For more than a week since the arrival in Mosul, Iraq, of the jihadist terror group Islamic State (formerly ISIS), reports out of the city were relatively quiet. ISIS, NBC reported, dedicated itself to rebuilding infrastructure and helping Sunni Muslims. All that changed this week, as the last Christian was forced out of the ancient city.

Reports began surfacing last week that after using the first weeks of its rule to cement its position in Mosul’s power structure, ISIS, having now established a ration system for food, had begun denying rations to Christians and Shi’ite Muslims in the city. The Assyrian International News Agency reported that food shop workers and goods merchants were warned that providing food and goods to Christians could result in death.

The news traveled swiftly after that. This week, ISIS began distributing pamphlets to Christians in Mosul, warning that they had the option of either converting to Sunni Islam, leaving the city and relinquishing all their possessions to ISIS, or being killed:

The images of ISIS’s ravaging of the city began to surface shortly thereafter: homes spray-painted with the letter “N”–for “Nazarene,” as in Jesus of Nazareth–and a mass exodus of Christians forced to leave the city with no money, no food, and no place to go.

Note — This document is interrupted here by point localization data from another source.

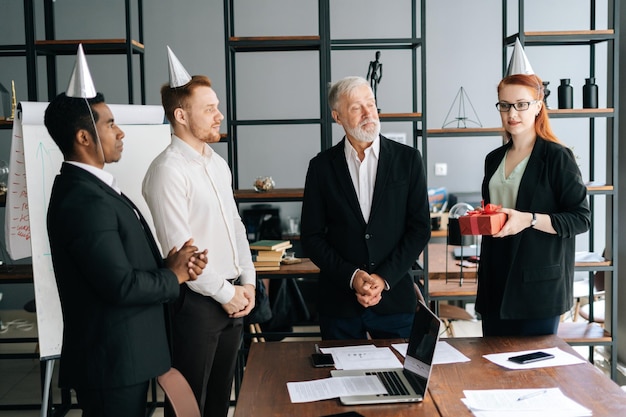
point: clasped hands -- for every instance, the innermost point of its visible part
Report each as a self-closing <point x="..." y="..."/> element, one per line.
<point x="187" y="263"/>
<point x="368" y="288"/>
<point x="242" y="302"/>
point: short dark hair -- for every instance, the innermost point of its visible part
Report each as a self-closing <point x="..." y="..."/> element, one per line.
<point x="175" y="97"/>
<point x="65" y="116"/>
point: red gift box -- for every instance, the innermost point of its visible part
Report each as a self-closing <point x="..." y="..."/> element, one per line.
<point x="482" y="221"/>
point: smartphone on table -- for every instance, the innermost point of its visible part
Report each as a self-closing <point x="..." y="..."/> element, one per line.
<point x="531" y="357"/>
<point x="321" y="360"/>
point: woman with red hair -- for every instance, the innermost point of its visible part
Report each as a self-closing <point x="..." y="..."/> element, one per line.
<point x="526" y="270"/>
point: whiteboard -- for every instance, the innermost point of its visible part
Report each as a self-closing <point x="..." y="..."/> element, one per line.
<point x="35" y="161"/>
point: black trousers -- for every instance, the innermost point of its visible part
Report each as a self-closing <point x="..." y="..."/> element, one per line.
<point x="205" y="345"/>
<point x="124" y="401"/>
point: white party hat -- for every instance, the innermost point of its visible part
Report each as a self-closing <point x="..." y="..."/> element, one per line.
<point x="81" y="84"/>
<point x="178" y="74"/>
<point x="519" y="62"/>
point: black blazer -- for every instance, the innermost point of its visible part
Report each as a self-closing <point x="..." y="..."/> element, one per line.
<point x="338" y="240"/>
<point x="111" y="284"/>
<point x="530" y="275"/>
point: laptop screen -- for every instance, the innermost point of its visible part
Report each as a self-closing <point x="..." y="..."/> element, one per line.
<point x="422" y="343"/>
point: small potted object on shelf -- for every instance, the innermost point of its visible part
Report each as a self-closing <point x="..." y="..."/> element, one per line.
<point x="262" y="184"/>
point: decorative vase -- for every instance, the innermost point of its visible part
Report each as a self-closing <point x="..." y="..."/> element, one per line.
<point x="590" y="94"/>
<point x="566" y="94"/>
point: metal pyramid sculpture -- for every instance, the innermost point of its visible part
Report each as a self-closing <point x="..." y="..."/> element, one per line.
<point x="461" y="119"/>
<point x="519" y="62"/>
<point x="178" y="74"/>
<point x="81" y="84"/>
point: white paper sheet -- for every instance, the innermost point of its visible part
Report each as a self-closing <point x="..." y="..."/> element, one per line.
<point x="334" y="387"/>
<point x="549" y="402"/>
<point x="363" y="357"/>
<point x="561" y="358"/>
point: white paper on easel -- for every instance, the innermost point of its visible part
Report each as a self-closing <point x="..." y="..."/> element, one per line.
<point x="35" y="161"/>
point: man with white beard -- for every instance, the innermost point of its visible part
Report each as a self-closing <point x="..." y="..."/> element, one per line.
<point x="365" y="220"/>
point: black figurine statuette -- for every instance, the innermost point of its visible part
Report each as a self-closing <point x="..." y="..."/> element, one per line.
<point x="374" y="75"/>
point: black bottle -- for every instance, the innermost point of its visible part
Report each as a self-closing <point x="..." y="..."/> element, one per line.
<point x="590" y="94"/>
<point x="566" y="94"/>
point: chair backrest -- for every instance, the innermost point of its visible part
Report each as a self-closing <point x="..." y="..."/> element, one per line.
<point x="179" y="393"/>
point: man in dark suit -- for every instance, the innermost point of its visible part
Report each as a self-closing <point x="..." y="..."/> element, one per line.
<point x="111" y="277"/>
<point x="365" y="220"/>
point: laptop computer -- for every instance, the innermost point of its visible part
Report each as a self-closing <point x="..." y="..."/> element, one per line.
<point x="407" y="384"/>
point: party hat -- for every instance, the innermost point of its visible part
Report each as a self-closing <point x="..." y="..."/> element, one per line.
<point x="178" y="74"/>
<point x="81" y="84"/>
<point x="519" y="62"/>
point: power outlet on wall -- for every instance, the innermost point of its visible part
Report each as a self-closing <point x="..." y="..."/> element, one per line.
<point x="441" y="169"/>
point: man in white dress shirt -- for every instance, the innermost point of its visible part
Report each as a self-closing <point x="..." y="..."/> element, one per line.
<point x="188" y="190"/>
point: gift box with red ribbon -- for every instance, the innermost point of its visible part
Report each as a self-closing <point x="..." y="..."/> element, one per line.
<point x="485" y="220"/>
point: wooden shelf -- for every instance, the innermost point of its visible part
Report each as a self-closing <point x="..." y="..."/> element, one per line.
<point x="387" y="117"/>
<point x="274" y="43"/>
<point x="277" y="194"/>
<point x="469" y="131"/>
<point x="584" y="113"/>
<point x="564" y="37"/>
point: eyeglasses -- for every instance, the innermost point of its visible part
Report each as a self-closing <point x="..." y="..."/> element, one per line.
<point x="519" y="106"/>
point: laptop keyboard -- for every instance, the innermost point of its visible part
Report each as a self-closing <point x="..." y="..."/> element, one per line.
<point x="391" y="381"/>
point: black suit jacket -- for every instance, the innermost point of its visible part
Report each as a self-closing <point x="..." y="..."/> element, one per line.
<point x="338" y="239"/>
<point x="530" y="275"/>
<point x="111" y="284"/>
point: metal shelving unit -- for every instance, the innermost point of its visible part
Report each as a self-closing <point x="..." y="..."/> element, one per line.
<point x="323" y="44"/>
<point x="583" y="334"/>
<point x="51" y="47"/>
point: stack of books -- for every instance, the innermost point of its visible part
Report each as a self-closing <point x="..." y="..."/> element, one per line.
<point x="267" y="254"/>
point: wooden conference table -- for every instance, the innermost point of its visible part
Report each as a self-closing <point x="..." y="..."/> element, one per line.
<point x="271" y="365"/>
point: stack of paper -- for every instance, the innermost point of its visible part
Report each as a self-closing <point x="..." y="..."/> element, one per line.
<point x="363" y="357"/>
<point x="537" y="402"/>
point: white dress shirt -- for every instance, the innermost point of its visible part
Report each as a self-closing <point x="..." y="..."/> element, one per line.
<point x="191" y="196"/>
<point x="104" y="176"/>
<point x="363" y="173"/>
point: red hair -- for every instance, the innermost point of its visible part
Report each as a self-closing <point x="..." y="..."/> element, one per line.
<point x="534" y="84"/>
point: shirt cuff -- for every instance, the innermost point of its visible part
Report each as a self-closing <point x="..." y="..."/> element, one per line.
<point x="352" y="277"/>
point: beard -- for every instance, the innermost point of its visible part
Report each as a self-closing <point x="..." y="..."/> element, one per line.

As the Christian residents fled, ISIS began burning down the city’s most important Christian monuments, from the Syriac Catholic Archdiocese of Mosul to a smaller, 1,800-year-old church within city limits. It is believed that currently, finally, all Christians have left the city, choosing to begin their lives elsewhere over converting to the ISIS version of radical Sunni Islam. As Breitbart News’ Tera Dahl reports from nearby Erbil, Iraq–where many Christians are believed to be fleeing– it is estimated that cities like Erbil, which are safe from ISIS, thanks to the work of Kurdish peshmerga soldiers, will receive up to 500,000 Christian refugees.

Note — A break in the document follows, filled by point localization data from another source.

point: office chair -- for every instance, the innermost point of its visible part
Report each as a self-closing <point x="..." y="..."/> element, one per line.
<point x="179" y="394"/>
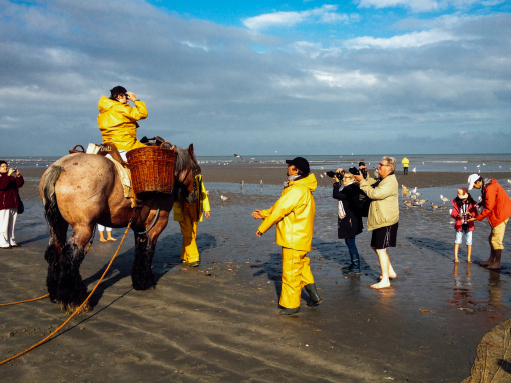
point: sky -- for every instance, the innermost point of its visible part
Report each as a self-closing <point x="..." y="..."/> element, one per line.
<point x="258" y="77"/>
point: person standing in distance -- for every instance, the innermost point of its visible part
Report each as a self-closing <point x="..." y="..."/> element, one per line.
<point x="383" y="215"/>
<point x="293" y="213"/>
<point x="405" y="163"/>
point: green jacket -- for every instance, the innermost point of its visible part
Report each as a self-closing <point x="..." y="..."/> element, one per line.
<point x="384" y="208"/>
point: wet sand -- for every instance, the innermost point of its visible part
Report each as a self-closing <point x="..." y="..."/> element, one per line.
<point x="219" y="322"/>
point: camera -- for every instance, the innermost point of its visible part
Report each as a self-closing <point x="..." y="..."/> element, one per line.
<point x="354" y="171"/>
<point x="332" y="174"/>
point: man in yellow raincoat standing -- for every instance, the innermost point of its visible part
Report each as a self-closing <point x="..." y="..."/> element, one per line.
<point x="294" y="214"/>
<point x="118" y="121"/>
<point x="188" y="214"/>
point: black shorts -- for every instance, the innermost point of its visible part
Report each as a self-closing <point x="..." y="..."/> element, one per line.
<point x="384" y="237"/>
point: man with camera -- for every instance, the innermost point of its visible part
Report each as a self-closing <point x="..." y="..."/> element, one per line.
<point x="293" y="214"/>
<point x="497" y="208"/>
<point x="383" y="215"/>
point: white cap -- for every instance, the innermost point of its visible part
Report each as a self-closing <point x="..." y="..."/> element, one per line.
<point x="472" y="180"/>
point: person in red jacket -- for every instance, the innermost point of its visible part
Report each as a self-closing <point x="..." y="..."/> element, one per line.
<point x="497" y="209"/>
<point x="9" y="201"/>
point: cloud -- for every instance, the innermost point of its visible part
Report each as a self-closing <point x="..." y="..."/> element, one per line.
<point x="205" y="83"/>
<point x="414" y="39"/>
<point x="324" y="14"/>
<point x="427" y="5"/>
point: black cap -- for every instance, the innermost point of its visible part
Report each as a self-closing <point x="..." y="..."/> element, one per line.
<point x="300" y="163"/>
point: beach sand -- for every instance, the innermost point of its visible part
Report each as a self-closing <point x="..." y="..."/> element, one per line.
<point x="219" y="322"/>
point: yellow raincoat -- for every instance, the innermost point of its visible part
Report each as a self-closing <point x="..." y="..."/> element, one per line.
<point x="294" y="215"/>
<point x="188" y="214"/>
<point x="118" y="122"/>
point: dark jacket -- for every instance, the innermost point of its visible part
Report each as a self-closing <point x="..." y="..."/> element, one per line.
<point x="9" y="186"/>
<point x="351" y="225"/>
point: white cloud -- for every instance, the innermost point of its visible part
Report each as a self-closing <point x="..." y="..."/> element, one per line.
<point x="326" y="14"/>
<point x="410" y="40"/>
<point x="426" y="5"/>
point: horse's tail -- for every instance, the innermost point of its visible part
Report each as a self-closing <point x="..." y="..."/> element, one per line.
<point x="51" y="208"/>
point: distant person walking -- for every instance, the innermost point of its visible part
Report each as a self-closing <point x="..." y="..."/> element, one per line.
<point x="10" y="181"/>
<point x="349" y="220"/>
<point x="293" y="214"/>
<point x="463" y="208"/>
<point x="405" y="163"/>
<point x="497" y="209"/>
<point x="383" y="215"/>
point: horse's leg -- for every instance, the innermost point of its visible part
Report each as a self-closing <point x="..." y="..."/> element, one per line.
<point x="52" y="256"/>
<point x="71" y="290"/>
<point x="141" y="275"/>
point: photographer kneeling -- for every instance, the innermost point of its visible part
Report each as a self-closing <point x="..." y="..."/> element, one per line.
<point x="350" y="215"/>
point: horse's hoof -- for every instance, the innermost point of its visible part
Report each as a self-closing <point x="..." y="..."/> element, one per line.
<point x="71" y="308"/>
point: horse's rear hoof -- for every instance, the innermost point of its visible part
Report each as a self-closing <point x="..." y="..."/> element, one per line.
<point x="71" y="308"/>
<point x="142" y="286"/>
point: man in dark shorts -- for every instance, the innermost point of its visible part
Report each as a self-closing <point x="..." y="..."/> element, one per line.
<point x="383" y="215"/>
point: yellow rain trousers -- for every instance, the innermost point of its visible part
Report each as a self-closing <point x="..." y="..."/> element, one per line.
<point x="189" y="251"/>
<point x="294" y="215"/>
<point x="118" y="123"/>
<point x="296" y="273"/>
<point x="188" y="214"/>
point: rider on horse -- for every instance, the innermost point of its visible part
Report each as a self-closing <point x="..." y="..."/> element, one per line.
<point x="118" y="121"/>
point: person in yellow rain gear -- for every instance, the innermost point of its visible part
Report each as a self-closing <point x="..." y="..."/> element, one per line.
<point x="117" y="120"/>
<point x="293" y="214"/>
<point x="405" y="161"/>
<point x="188" y="214"/>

Even in such moments of so little choice from Christian communities, however, resistance has sprung. Distributed widely through social media, particularly Twitter, there is an image Monday of anti-ISIS graffiti in the heart of Mosul, a vandalism of ISIS’s own vandalism of a home. Using the red “N” sprayed on what was recently a Christian building, someone has spelled out: “We are all Christians”:

Iraqi Prime Minister Nouri al-Maliki, whom many see as having little to no ability to control the chaos in his country, has spoken up against the persecution of Christians by ISIS. “What is being done by the Daesh terrorist gang against our Christian citizens in Ninevah province, and their aggression against the churches and houses of worship in the areas under their control reveals beyond any doubt the extremist criminal and terrorist nature of this group,” Maliki said on Sunday, using the Arabic acronym for ISIS. 

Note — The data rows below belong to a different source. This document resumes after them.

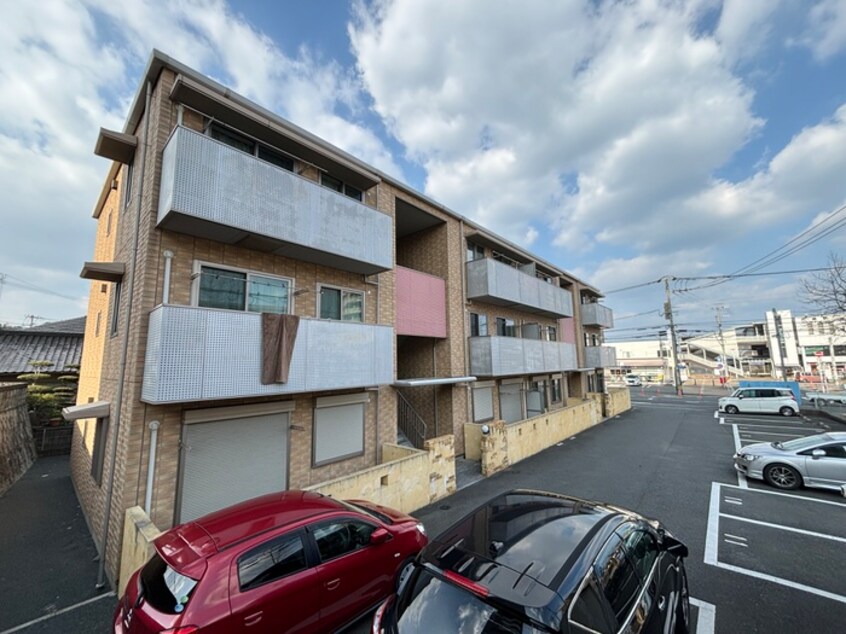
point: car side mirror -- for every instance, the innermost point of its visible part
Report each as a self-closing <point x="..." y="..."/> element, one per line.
<point x="675" y="547"/>
<point x="379" y="536"/>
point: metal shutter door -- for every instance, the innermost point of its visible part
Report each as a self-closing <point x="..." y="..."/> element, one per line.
<point x="510" y="403"/>
<point x="231" y="461"/>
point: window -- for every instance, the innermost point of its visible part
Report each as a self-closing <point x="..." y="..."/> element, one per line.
<point x="478" y="325"/>
<point x="339" y="186"/>
<point x="341" y="537"/>
<point x="482" y="403"/>
<point x="556" y="390"/>
<point x="99" y="454"/>
<point x="338" y="428"/>
<point x="276" y="158"/>
<point x="238" y="290"/>
<point x="341" y="304"/>
<point x="115" y="322"/>
<point x="475" y="252"/>
<point x="505" y="327"/>
<point x="232" y="138"/>
<point x="273" y="560"/>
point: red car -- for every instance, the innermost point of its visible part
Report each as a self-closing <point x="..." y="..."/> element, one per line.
<point x="286" y="562"/>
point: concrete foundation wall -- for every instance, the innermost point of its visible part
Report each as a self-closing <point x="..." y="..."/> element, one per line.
<point x="507" y="444"/>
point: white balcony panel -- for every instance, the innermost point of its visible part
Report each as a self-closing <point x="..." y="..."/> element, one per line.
<point x="600" y="357"/>
<point x="198" y="354"/>
<point x="497" y="283"/>
<point x="504" y="356"/>
<point x="597" y="315"/>
<point x="210" y="190"/>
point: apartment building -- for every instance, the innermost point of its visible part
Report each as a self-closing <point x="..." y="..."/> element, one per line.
<point x="266" y="311"/>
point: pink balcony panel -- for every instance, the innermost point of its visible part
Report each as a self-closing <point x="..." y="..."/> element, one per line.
<point x="421" y="304"/>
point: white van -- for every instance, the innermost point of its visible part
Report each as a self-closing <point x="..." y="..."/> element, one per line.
<point x="771" y="400"/>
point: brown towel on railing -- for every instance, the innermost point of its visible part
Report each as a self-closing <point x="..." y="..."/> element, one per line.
<point x="278" y="333"/>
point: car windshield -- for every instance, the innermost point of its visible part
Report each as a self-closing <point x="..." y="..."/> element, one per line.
<point x="798" y="444"/>
<point x="165" y="589"/>
<point x="433" y="605"/>
<point x="371" y="512"/>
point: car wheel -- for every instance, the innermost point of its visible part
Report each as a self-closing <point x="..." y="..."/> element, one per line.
<point x="782" y="476"/>
<point x="403" y="574"/>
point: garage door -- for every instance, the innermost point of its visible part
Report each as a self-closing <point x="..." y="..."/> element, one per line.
<point x="229" y="461"/>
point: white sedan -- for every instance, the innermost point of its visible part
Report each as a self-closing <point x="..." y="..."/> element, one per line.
<point x="813" y="461"/>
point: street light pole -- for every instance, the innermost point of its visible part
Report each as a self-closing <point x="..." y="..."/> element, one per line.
<point x="668" y="313"/>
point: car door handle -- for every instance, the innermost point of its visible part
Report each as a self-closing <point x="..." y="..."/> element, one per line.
<point x="332" y="585"/>
<point x="253" y="619"/>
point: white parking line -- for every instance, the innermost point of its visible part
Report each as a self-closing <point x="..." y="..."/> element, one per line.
<point x="712" y="543"/>
<point x="707" y="614"/>
<point x="789" y="529"/>
<point x="23" y="626"/>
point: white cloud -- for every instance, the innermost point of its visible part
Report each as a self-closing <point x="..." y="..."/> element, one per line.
<point x="69" y="68"/>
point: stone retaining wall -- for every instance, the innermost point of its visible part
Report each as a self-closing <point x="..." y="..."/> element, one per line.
<point x="17" y="451"/>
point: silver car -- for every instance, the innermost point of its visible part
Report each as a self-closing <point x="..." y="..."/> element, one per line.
<point x="814" y="461"/>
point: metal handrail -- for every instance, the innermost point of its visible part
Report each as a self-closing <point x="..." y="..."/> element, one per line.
<point x="410" y="422"/>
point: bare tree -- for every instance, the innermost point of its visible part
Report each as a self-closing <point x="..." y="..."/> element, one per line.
<point x="826" y="291"/>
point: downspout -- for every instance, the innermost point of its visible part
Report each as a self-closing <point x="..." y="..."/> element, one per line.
<point x="151" y="466"/>
<point x="124" y="352"/>
<point x="464" y="341"/>
<point x="168" y="255"/>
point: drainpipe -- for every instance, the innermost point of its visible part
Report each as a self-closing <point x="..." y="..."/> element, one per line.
<point x="124" y="351"/>
<point x="168" y="255"/>
<point x="151" y="465"/>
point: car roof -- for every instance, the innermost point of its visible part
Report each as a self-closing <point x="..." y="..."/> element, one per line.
<point x="186" y="545"/>
<point x="521" y="544"/>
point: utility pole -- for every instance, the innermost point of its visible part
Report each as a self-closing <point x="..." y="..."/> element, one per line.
<point x="668" y="313"/>
<point x="781" y="346"/>
<point x="724" y="369"/>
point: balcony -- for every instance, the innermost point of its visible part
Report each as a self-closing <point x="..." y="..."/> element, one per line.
<point x="597" y="315"/>
<point x="496" y="283"/>
<point x="600" y="357"/>
<point x="421" y="304"/>
<point x="210" y="190"/>
<point x="200" y="354"/>
<point x="504" y="356"/>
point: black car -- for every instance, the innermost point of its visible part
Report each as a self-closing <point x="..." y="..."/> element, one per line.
<point x="532" y="561"/>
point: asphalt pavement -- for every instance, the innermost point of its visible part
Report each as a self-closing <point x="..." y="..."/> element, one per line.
<point x="48" y="560"/>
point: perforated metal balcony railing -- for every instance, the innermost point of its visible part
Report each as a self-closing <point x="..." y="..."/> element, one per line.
<point x="210" y="190"/>
<point x="503" y="356"/>
<point x="200" y="354"/>
<point x="496" y="283"/>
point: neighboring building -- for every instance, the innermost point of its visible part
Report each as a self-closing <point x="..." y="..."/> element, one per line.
<point x="58" y="342"/>
<point x="809" y="348"/>
<point x="413" y="321"/>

Many see Maliki’s navigation through the current crisis as problematic. While attempting to court the favor of Sunni Muslims who may be persuaded by ISIS by having his government name a Sunni as Parliament speaker, Maliki has been significantly antagonistic against the nation’s Kurdish population. He has accused them of working alongside ISIS, despite the fact that Kurdish peshmerga have been instrumental in preventing the spread of ISIS, while Iraq’s military experienced mass desertions during the initial days of the ISIS initiative.